New grant secured to study a genetic cause of neurodevelopmental disorders
29 Tachwedd 2019
A major Medical Research Council (MRC) research initiative, led by Professor Riccardo Brambilla, has been funded to study a genetic cause of neurodevelopmental disorders with the ambition to improve diagnosis and prognosis.
Intellectual disability (ID) and Autism Spectrum Disorder (ASD) are still poorly understood at the genetic, cellular and molecular level. Due to the complex nature of genetic testing, quantitative measures (biomarkers) for early diagnosis and prognosis are lacking.
A team from Cardiff University, led by Professor Riccardo Brambilla, including Director of Division of Psychiatry and Clinical Neuroscience (DPMCN) and of the Neuroscience and Mental Health Research Institute (NMHRI) Professor Jeremy Hall, Professor Marianne van den Bree, Professor Meng Li, Dr Nick Bray and Professor Jonathan Green from the University of Manchester, have received a substantial Programme Grant from the MRC to investigate several important aspects associated with copy number variants (CNVs – deletions or duplications) in chromosomal region 16p11.2.
16p11.2 refers to chromosome 16. The possible deletions or duplications occur near the middle of the chromosome at a location designated p11.2 which can have a variety of effects.
Professor Riccardo Brambilla said, “These neurodevelopmental syndromes are robustly associated with ID, ASD and schizophrenia. Recent converging evidence from human genomic studies as well as from mice, strongly point to a gene located within 16p11.2, MAPK3 (ERK1 MAP kinase), as a key mediator of pathology associated with the CNVs. ERK signalling is a central player in neurodevelopment, cognition and behaviour and is perturbed in the brain of both deletion and duplication mouse models of CNVs at 16p11.2, thus representing a potential therapeutic target.

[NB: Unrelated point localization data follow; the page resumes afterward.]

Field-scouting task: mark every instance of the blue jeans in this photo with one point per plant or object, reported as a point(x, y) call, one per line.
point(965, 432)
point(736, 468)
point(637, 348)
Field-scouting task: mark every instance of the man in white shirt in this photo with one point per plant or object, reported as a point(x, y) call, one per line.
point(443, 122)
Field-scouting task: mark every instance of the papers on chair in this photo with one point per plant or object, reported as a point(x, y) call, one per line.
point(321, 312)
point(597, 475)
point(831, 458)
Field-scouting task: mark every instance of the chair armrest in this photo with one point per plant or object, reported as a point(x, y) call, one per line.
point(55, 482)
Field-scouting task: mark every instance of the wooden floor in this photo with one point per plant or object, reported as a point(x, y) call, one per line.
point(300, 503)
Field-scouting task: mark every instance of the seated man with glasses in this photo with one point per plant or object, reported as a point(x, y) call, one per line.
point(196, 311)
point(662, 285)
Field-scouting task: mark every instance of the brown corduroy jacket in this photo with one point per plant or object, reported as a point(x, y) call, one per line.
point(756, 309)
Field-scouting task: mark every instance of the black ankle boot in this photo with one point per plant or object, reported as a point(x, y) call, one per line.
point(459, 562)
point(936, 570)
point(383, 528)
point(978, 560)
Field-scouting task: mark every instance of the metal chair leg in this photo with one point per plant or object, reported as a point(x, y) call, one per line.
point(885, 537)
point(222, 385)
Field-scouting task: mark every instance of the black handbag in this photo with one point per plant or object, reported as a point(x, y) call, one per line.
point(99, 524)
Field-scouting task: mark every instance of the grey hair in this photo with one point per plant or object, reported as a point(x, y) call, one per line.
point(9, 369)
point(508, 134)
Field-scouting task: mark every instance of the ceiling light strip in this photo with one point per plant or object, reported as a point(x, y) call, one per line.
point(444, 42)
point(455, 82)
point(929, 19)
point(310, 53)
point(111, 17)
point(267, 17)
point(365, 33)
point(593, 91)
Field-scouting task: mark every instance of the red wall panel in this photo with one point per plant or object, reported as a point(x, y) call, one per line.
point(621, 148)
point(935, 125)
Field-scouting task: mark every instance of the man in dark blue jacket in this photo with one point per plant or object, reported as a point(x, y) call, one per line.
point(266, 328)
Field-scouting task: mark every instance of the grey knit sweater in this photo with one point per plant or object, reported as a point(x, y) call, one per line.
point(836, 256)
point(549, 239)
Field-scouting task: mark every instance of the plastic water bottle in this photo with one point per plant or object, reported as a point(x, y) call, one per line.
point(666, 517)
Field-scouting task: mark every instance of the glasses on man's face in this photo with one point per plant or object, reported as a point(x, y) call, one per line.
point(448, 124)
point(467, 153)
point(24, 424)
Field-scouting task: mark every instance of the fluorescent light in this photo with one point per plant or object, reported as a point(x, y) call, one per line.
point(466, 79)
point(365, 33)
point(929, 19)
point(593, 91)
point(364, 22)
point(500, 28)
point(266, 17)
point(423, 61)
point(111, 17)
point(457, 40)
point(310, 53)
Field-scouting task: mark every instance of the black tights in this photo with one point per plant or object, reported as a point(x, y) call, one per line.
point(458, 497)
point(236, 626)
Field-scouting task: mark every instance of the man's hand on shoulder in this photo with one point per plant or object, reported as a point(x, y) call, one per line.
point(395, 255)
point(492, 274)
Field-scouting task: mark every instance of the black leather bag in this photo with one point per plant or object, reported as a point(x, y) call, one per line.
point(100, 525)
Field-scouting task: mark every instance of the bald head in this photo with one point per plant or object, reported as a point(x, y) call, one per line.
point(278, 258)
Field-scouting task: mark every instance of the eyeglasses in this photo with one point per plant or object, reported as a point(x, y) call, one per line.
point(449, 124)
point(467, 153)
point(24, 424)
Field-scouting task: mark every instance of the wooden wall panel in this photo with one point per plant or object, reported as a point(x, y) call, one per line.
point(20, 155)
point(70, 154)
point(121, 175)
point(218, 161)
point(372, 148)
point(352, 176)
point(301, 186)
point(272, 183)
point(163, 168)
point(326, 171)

There are around 700,000 people on the autism spectrum in the UK – that's more than 1 in 100. If you include their families, autism is a part of daily life for 2.8 million people. However, the prevalence of the chromosome 16 defect is much lower, found in around 1:100 people with autism.”

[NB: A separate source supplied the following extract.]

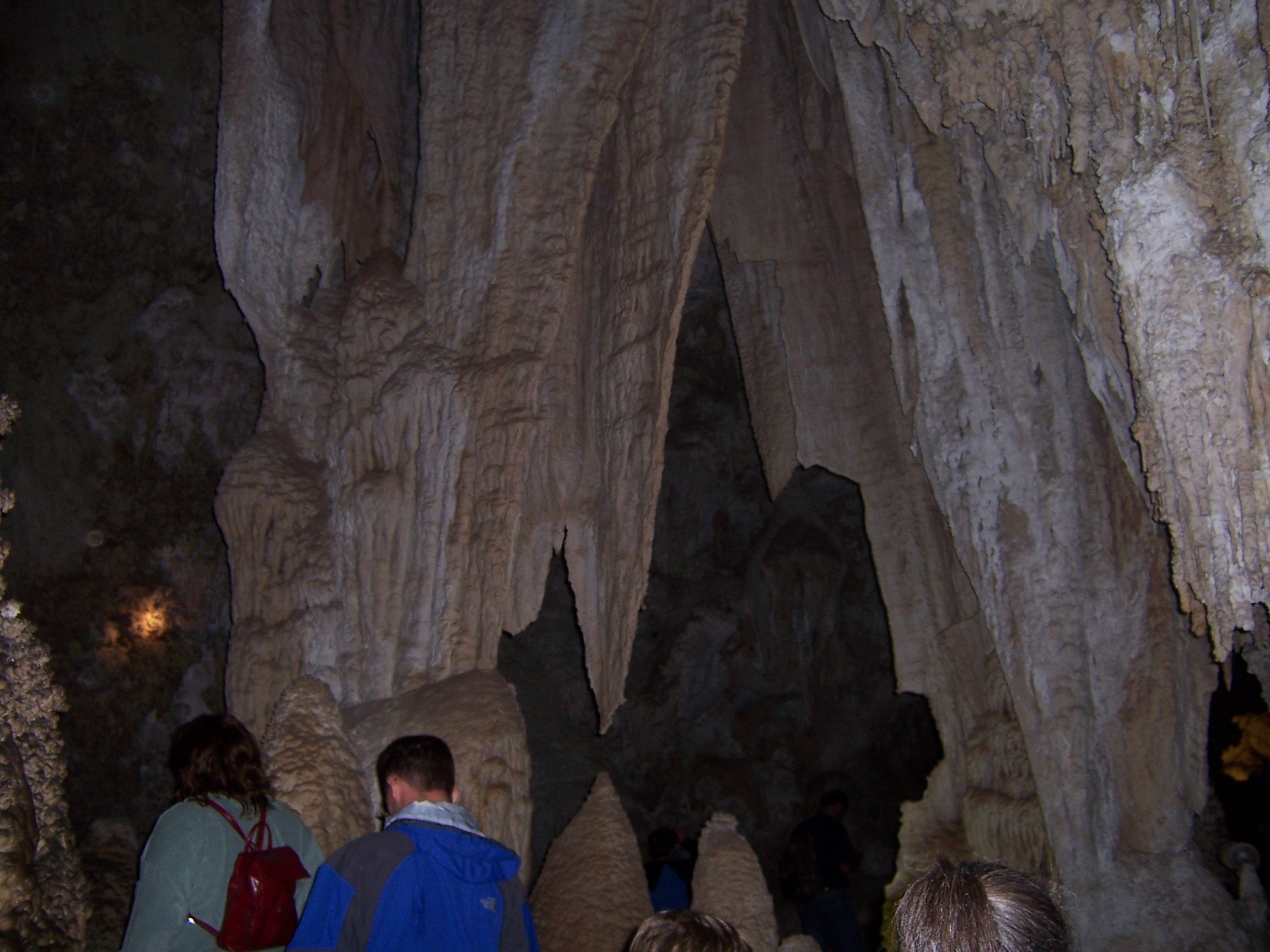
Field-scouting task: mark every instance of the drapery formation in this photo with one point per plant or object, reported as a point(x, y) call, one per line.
point(1004, 266)
point(433, 429)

The project, led by Cardiff University in collaboration with the University of Manchester, will utilise an existing cohort of 16p11.2 deletion and duplication individuals and will test the possibility that changes in ERK signalling detected in blood samples, may correlate with the severity of the condition.
This would provide a reliable biomarker not only for diagnosis but also for potential new therapies. At the same time, induced pluripotent stem cells (iPSCs) which have been donated by individuals from the cohort, will be used to understand the role of ERK signalling in the development of the disease at the cellular level and to generate miniature organs resembling the brain, as sophisticated in vitro human models. Most significantly, the cellular and animal models of 16p11.2 deletion and duplication syndromes will be used to test novel, experimental therapies to overcome ID and ASD symptoms.